The same card view above, but now the blue links are in red.

I’ve come up with an approach that seems to work fairly well, which uses k-means clustering to get the dominant images, and then compares the contrast with white to pick the best colour to use as the tint. I’ve tried my code with a few thousand images, and it picks reasonable colours each time – not always optimal, but scanning the list I didn’t see anything wildly inappropriate or unusable.

Find the most common colour in an image?

My first thought was to try a very simple approach: tally all the colours used in the image, and pick the colour that appears most often.

The Pillow library has a getdata() method that lets you get a list of all the colours in an image, along with their frequency. So we can find the most common colour like so:

import collections

from PIL import Image


def get_colors_by_frequency(im):
    return collections.Counter(im.getdata())


if __name__ == "__main__":
    im = Image.open("cats.jpg")
    colors = get_colors_by_frequency(im)
    print(colors.most_common(1))

But if you actually try this, you quickly discover that it usually returns something close to black or close to white – it’s not very representative! (For scanned documents it’s almost always white.) Here’s an example:

An image of a green chair pointing to a rectangle with colour light white #fbfbfb.

A human looking at that photo would probably pick green as the main colour – but there are lots of different shades of green. Although there are more green-ish pixels than any other colour, there are only a few of each exact shade, so they’re low down on the colour tally.

If we want to extract the main colours, we need to be able to group similar-looking colours together. We want to count all the different shades of green together.

I played with a couple of simple ideas, but I didn’t get anywhere useful, so I searched for other people tackling this problem. I found a post by Charles Leifer addressing a similar problem that suggested using k-means clustering, so I decided to try that.

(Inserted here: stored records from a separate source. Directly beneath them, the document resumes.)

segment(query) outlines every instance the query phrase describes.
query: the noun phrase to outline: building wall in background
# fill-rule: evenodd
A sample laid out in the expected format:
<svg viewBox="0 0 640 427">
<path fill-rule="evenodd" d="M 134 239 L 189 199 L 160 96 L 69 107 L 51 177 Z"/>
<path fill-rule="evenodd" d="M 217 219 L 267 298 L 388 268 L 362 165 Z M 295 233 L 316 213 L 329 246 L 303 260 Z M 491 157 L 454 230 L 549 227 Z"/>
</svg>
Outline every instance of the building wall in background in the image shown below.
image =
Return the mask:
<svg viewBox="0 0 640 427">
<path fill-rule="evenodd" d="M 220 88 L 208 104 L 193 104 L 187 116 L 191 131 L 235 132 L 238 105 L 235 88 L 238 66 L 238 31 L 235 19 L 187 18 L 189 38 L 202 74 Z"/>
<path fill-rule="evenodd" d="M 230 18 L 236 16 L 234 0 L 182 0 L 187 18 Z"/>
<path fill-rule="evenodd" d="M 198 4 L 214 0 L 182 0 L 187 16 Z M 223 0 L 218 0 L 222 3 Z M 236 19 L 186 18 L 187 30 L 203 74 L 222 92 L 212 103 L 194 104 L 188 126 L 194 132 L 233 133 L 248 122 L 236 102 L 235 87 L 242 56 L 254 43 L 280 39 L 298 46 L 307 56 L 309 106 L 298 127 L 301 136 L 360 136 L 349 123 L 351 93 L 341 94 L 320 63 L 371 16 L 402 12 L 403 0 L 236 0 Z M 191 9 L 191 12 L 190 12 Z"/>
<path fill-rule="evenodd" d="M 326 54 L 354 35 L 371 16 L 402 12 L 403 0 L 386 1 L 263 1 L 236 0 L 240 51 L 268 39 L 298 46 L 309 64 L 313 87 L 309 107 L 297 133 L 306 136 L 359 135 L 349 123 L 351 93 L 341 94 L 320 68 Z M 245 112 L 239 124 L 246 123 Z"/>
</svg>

I’ve never used k-means before, so I wanted to take time to understand it. There’s an implementation of k-means in scikit-learn, but I wanted to write my own to be sure I really knew what was going on. If you already know how k-means works, you can skip the next two sections – if not, read on, and I’ll do my best to explain.

What is k-means clustering?

Suppose we have a collection of data points. Clustering means dividing the data points into different groups, so all of the points in each group are similar in some way. (And conversely, points in different groups should be different.)

For example, let’s suppose our data points are positions on a 2D plane. If we group them into three clusters by saying “points that are close together are similar”, we might end up with this clustering:

A collection of small squares, split into three groups (red, green, blue).
The squares are coloured differently to show which cluster they're in. Illustration from Wikimedia Commons.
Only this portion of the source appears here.